Every industry has been striving towards automation and applying innovative strategies to their business to gain maximum profitability and success. Data science is being used by varied industrial domains, but its usage in the healthcare sector has drastically transformed the overall healthcare ecosystem.
Traditionally, we only relied on the doctor’s manual prescriptions which were suggested by questioning or assuming our symptoms. This led to a wrong diagnosis and thus wrong prescriptions leading to complications. The introduction of data science has changed the way we perceive this case, now the advanced tools and techniques are used to derive an accurate diagnosis with the least human errors. With the advancement of data science in healthcare, medical professionals need to familiarize and upgrade their skills concerning data science, machine learning, artificial intelligence, business intelligence, virtualization, big data, and more.
Fields using data science in healthcare
Data science is been used in various fields in the healthcare industry. We will focus on diagnosis, disease prevention, patient monitoring, drug discovery, and virtual assistance.
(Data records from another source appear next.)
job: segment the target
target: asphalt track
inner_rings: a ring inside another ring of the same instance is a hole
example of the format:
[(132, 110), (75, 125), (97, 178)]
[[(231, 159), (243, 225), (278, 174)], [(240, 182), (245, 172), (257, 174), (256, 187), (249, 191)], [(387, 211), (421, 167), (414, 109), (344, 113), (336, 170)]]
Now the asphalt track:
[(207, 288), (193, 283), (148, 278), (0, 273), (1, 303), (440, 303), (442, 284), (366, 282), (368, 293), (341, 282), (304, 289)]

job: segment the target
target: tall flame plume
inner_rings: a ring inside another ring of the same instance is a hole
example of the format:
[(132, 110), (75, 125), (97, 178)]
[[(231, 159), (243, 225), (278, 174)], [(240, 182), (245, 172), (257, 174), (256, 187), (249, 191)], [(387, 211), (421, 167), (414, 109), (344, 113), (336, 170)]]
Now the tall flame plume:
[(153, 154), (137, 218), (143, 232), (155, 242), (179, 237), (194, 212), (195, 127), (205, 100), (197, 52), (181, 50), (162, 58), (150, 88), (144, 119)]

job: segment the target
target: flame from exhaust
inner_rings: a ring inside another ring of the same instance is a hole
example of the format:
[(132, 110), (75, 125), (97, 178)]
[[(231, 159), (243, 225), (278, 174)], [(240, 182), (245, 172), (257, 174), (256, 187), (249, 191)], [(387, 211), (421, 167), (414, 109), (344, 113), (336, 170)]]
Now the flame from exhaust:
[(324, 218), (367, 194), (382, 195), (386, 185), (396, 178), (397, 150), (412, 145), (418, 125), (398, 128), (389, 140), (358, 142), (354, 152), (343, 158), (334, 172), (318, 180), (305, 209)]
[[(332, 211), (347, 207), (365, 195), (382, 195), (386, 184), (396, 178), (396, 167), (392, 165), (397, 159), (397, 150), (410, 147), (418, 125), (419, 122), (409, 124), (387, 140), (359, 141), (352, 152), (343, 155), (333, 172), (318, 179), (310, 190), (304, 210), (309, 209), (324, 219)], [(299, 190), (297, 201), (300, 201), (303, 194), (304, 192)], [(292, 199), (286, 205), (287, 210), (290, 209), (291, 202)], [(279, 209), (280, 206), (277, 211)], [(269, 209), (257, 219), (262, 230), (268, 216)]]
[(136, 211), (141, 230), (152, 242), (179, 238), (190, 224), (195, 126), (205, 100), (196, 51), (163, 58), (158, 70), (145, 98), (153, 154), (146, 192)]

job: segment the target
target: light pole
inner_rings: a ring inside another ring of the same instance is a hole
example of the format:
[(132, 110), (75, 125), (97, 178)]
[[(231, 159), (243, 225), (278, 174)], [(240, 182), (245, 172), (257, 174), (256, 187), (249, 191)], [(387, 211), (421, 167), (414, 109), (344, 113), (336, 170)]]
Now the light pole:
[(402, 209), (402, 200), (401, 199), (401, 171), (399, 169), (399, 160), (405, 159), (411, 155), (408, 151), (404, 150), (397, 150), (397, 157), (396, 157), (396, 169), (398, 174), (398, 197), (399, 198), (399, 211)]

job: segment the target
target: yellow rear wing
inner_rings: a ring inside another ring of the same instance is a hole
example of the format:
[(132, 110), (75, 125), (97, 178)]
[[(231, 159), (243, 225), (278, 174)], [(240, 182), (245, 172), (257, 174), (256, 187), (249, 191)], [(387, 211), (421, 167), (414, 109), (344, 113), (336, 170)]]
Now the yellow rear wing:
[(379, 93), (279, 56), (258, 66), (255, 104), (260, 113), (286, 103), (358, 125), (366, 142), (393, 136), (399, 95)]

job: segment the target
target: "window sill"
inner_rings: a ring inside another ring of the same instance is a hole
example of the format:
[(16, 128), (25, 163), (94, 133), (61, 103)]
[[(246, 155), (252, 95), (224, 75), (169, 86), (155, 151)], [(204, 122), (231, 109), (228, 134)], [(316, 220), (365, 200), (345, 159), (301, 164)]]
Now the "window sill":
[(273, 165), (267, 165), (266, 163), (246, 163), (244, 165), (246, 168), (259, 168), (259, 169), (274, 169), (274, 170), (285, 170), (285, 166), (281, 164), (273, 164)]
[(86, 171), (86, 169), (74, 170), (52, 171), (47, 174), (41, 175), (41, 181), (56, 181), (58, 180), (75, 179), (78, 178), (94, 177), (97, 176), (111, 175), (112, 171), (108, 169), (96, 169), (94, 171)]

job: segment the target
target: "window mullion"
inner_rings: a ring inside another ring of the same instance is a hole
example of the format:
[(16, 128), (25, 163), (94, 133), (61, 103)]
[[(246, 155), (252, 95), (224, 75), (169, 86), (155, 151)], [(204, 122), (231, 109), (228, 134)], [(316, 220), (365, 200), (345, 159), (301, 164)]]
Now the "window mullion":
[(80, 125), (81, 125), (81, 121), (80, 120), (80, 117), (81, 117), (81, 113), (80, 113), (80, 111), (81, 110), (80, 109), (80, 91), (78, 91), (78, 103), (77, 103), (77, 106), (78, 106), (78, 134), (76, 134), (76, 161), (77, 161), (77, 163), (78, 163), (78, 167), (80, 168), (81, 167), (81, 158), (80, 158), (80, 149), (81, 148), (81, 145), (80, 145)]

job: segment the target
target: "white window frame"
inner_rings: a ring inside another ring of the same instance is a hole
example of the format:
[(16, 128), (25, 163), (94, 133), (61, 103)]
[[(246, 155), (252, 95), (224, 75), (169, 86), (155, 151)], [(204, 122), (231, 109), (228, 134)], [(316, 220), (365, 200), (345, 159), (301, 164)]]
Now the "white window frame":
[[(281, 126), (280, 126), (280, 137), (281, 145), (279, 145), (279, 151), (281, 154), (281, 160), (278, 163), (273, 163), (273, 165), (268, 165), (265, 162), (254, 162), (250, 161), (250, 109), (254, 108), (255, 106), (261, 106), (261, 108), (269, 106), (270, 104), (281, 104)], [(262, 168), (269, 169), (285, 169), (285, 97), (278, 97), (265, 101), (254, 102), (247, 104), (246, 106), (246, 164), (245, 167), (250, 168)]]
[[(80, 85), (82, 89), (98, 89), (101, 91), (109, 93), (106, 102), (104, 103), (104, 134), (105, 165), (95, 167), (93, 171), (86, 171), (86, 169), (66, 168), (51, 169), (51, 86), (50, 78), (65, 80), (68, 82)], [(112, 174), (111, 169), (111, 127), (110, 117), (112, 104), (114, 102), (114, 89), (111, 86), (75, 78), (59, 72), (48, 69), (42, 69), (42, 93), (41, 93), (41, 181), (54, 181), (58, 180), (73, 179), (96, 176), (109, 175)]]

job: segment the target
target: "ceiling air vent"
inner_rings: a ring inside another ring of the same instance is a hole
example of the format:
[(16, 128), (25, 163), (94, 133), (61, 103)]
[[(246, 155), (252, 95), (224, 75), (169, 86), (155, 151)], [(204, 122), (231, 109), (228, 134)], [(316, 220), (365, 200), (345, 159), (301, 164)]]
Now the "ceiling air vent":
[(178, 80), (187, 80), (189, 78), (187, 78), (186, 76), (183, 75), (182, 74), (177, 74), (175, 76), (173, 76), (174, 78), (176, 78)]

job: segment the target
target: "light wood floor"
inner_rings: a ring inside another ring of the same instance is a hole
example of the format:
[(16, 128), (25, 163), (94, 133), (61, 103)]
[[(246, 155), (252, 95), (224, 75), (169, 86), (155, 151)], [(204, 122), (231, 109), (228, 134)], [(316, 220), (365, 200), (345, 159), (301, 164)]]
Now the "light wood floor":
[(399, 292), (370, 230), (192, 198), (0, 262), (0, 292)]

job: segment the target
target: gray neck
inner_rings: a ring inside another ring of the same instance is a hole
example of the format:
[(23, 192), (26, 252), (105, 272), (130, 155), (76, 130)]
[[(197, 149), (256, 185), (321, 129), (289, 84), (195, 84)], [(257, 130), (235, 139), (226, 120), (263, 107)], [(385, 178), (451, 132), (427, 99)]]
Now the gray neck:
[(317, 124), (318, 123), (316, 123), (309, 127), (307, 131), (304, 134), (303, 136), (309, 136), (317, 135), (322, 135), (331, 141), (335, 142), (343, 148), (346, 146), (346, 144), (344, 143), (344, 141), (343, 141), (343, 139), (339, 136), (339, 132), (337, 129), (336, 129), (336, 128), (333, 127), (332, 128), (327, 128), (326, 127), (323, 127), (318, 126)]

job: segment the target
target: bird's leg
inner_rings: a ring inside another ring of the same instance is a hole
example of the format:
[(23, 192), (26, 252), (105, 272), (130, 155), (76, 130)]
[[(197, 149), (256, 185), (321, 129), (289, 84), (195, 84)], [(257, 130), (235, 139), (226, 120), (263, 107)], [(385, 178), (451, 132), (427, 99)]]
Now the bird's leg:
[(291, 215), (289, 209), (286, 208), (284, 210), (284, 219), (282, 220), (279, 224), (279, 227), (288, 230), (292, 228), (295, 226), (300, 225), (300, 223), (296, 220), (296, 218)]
Data science has played a significant role in the field of medical diagnosis which has helped to accurately interpret images of X-rays, CT scans, MRI, and mammography. This helps to detect the microscopic details that could have missed from the manual examination by any medical professional. This helps to reduce the misdiagnosis leading to wrongly prescribed medicines. According to BBC
, there are 40,000 to 80,000 cases of deaths in the US reported annually due to the diagnostic errors. (Dusenbery). Data science plays a major role in detecting tumours, irregular heart rhythms
, organ anomalies, and cancers through accurate data-driven models. (Pranav Rajpurkar). Data science and Big Data have been used to research in genomics which means to derive results about how a certain drug is used and reacts in treating a genetic disorder.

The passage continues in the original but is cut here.